Why designing chips is so energy-inefficient, and how that impacts development cost and time to market.
Chip designs are optimized for lower cost, better performance, or lower power. The same cannot be said about verification, where today very little effort is spent on reducing execution cost, run time, or power consumption. Admittedly, one is a per unit cost while the other is a development cost, but could the industry be doing more to make development greener?
It can take days for regressions suites to run, and regression testing is a continuous activity. Every time a change is made in a design, all previously developed tests are rerun. Every time a bug is found, a new test case is developed to target that problem. For some designs, those test suites continue to grow for years, possibly decades and little, if any, optimization is done.
The big question is whether all those tests are useful. Could some of them be removed without fear of a bug escape? And if so, how much time, cost, and energy be saved? As the chip industry focuses on more efficient chips, it also is starting to take stock of the efficiency of its own processes.
At the recent Design Automation Conference, there were two panels about verification. One was entitled “Design verification engineer 2.0 — a new generation or a pipe dream,” and the other “Handling SoC verification: Changing the paradigm in verification approaches.” On the surface it appears as if they had a different focus, but both were looking at how verification may change in the future — particularly how to get rid of useless test cases that cost time, money, and power to endlessly rerun. In one of the panels this was even named Green DV, indicating there is an ethical responsibility to compress regression runs.

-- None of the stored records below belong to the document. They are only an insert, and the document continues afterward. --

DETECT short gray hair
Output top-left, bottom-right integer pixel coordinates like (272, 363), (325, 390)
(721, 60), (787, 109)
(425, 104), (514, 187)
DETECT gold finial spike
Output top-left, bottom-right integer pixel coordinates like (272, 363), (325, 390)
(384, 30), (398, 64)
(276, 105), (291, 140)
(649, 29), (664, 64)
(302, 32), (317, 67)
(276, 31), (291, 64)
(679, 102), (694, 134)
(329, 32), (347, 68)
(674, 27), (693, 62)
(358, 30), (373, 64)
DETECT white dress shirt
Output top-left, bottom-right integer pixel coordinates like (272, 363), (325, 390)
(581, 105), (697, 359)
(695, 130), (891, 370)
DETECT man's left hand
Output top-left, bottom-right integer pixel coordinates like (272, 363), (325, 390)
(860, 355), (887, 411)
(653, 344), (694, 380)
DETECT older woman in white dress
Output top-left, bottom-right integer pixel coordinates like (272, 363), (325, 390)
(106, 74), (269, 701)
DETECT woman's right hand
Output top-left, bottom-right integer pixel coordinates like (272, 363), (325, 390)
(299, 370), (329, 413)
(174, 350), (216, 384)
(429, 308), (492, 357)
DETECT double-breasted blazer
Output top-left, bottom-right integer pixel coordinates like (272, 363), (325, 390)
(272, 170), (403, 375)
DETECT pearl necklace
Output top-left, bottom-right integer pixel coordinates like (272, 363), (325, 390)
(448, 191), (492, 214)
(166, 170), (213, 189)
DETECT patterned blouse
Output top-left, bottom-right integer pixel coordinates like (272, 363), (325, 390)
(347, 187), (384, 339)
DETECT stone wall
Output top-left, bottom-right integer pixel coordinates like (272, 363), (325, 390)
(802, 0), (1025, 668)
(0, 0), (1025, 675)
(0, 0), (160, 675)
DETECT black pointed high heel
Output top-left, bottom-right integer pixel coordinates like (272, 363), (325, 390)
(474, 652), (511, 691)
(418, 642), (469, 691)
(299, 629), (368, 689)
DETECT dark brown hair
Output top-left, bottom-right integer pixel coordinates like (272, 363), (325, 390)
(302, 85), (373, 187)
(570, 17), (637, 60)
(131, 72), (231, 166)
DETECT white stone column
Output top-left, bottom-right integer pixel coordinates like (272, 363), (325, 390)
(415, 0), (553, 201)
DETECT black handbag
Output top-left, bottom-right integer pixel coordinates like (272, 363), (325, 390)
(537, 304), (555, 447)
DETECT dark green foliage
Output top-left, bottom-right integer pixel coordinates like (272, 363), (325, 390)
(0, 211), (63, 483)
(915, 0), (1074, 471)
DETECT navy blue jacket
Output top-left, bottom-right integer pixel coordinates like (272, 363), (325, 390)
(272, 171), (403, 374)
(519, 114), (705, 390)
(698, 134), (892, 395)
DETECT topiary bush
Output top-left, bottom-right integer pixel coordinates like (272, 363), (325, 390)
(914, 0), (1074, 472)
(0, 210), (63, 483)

“We never seem to retire any verification test benches,” observed Balachandran Rajendran, CTO for EDA/Semi and unstructured data solutions at Dell EMC. “Once it gets there, it’s always there. I did some math. Suppose somebody has one test case that runs for one hour. If, as part of a regression suite, that is run each day for 365 days on AWS, that translates to about $70,000. Engineers need to become smarter about selecting test cases and test vectors.”
This is more than just an economic equation. Data centers are now being targeted for wasteful practices, and in some cases they are limited by the amount of electricity at any particular time, both because it is unavailable and because there is an environmental impact from creating that energy. But in the case of chip design, there are plenty of areas for improving efficiency on the verification side.

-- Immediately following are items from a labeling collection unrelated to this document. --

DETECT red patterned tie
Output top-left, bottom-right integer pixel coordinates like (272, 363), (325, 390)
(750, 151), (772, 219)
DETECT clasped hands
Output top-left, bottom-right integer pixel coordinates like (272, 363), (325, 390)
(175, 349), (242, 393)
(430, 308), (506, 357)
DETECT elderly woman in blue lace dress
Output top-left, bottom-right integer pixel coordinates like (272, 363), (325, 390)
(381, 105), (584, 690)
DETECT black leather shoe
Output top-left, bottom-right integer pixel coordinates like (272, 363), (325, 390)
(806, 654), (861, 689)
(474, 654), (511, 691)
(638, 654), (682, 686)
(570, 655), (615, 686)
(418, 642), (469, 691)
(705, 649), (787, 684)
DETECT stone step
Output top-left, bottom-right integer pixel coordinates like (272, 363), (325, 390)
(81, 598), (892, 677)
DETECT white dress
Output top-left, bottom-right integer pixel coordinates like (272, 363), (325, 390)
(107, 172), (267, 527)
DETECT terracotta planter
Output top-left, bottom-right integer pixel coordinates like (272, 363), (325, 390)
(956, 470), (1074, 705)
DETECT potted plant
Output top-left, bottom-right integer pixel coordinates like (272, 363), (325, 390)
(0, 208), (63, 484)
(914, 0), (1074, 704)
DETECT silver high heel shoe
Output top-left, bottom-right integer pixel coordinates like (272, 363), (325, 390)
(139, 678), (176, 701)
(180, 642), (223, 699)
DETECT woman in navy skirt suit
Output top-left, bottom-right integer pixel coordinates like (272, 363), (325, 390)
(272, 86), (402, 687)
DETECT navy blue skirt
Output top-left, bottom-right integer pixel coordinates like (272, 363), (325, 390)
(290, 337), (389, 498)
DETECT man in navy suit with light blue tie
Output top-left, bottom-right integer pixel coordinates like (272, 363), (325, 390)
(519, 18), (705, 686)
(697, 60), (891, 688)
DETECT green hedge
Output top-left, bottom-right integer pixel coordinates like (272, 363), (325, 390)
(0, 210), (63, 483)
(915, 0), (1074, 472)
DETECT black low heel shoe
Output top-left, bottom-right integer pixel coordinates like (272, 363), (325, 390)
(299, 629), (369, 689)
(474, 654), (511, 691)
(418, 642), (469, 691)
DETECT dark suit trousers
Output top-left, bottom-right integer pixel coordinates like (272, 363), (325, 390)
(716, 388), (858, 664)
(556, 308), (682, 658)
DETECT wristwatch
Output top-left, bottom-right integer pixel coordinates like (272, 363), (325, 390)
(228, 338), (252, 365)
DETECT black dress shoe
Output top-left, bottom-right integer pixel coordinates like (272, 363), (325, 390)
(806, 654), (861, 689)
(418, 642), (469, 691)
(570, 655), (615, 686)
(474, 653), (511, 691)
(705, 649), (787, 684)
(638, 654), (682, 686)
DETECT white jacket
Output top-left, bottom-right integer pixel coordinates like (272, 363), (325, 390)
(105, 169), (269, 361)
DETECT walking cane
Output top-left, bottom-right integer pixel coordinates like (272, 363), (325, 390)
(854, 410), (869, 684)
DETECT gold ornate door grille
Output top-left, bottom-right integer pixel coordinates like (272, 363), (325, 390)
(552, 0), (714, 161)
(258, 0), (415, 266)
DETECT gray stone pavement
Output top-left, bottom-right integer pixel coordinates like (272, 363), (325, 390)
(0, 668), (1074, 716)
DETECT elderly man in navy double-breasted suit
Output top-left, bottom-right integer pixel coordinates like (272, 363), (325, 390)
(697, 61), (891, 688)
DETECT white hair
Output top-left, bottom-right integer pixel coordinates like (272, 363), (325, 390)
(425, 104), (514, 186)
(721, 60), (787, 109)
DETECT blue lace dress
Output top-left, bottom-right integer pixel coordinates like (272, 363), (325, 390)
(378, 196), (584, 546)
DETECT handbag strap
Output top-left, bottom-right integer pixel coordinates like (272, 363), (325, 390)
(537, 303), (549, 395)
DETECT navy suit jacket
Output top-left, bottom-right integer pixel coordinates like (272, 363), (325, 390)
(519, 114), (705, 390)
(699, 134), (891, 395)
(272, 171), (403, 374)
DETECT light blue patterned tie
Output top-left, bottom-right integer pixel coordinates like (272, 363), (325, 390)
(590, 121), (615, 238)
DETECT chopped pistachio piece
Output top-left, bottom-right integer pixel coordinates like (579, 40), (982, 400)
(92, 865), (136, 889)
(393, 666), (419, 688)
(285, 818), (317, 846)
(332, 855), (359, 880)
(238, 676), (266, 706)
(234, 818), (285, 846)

“No one wants to retire an old test,” said Neil Hand, director of marketing for IC verification solutions at Siemens EDA. “Maybe you’ve reintroduced a bug escaping in the design, so the test suites just get bigger and bigger and bigger, and when you start to run 100,000 regression tests over a weekend, these are big, expensive runs to do.”

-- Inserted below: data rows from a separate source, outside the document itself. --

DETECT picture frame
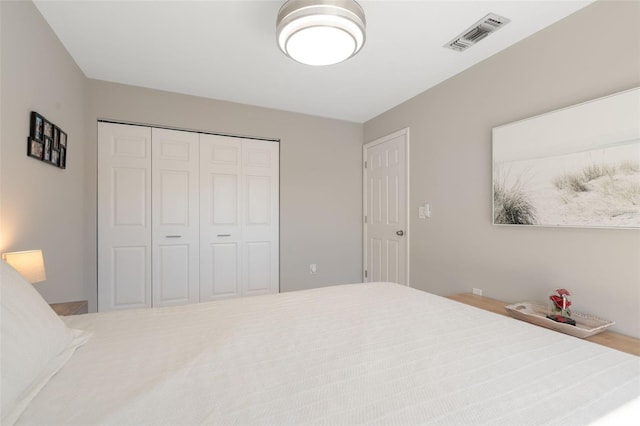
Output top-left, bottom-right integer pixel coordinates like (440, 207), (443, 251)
(492, 87), (640, 229)
(59, 146), (67, 169)
(53, 126), (60, 150)
(27, 137), (44, 160)
(42, 137), (51, 162)
(51, 149), (60, 166)
(43, 119), (53, 139)
(27, 111), (68, 169)
(29, 111), (44, 142)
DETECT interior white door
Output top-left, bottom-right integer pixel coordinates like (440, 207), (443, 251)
(242, 139), (280, 295)
(98, 123), (151, 311)
(200, 134), (242, 301)
(363, 129), (409, 285)
(151, 128), (200, 306)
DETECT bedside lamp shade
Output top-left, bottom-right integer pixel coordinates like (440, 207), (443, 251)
(2, 250), (47, 284)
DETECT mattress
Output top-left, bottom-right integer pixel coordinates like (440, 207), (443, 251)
(17, 283), (640, 426)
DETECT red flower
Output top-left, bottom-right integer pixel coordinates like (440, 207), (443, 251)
(549, 294), (571, 309)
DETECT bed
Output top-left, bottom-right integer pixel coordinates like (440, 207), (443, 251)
(2, 262), (640, 425)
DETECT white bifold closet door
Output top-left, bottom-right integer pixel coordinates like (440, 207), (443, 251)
(98, 122), (279, 311)
(200, 135), (279, 301)
(151, 128), (200, 306)
(98, 123), (151, 311)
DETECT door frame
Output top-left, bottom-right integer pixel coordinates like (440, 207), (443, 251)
(362, 127), (411, 287)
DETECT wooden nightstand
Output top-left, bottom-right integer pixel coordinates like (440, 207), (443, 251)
(446, 293), (640, 356)
(49, 300), (89, 316)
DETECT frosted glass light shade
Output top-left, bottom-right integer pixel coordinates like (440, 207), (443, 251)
(2, 250), (47, 284)
(276, 0), (366, 65)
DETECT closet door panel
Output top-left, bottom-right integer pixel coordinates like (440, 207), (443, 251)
(242, 139), (279, 295)
(98, 123), (151, 312)
(200, 242), (240, 300)
(244, 241), (273, 295)
(200, 135), (242, 301)
(152, 128), (200, 306)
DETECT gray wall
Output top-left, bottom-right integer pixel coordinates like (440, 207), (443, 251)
(0, 1), (87, 302)
(84, 80), (362, 312)
(0, 1), (362, 310)
(364, 1), (640, 337)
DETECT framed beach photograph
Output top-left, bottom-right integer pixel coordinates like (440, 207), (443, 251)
(493, 88), (640, 229)
(29, 111), (44, 142)
(27, 138), (43, 160)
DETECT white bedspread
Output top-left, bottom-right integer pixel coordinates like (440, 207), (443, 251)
(18, 283), (640, 426)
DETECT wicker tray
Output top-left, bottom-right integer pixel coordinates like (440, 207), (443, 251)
(505, 302), (615, 339)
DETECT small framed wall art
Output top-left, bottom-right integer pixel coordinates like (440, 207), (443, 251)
(27, 111), (67, 169)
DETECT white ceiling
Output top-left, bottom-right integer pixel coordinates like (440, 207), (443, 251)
(34, 0), (593, 122)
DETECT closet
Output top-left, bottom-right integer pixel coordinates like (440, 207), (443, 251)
(98, 122), (279, 311)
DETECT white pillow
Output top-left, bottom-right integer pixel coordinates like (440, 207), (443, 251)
(0, 260), (89, 425)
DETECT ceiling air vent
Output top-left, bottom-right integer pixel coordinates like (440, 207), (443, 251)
(444, 13), (511, 52)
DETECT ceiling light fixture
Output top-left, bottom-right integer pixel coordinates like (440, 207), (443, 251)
(276, 0), (366, 65)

One of the keys to improving efficiency is reducing the time spent on these tests. “If we can get to where we are today, but a hundred times faster, you actually can scale your operations,” said Aman Joshi, senior director for design enablement at Western Digital. “Maybe you can do 10 times more, make bigger chips, and get things done faster.”
That would probably interest all companies. “What if verification was instantaneous?” asked Dell/EMC’s Balachandran. “What if your test cases run instantaneously? Would innovation be much faster? Of course. Design would be faster. Everything would be much faster.”
But at what cost and environmental impact?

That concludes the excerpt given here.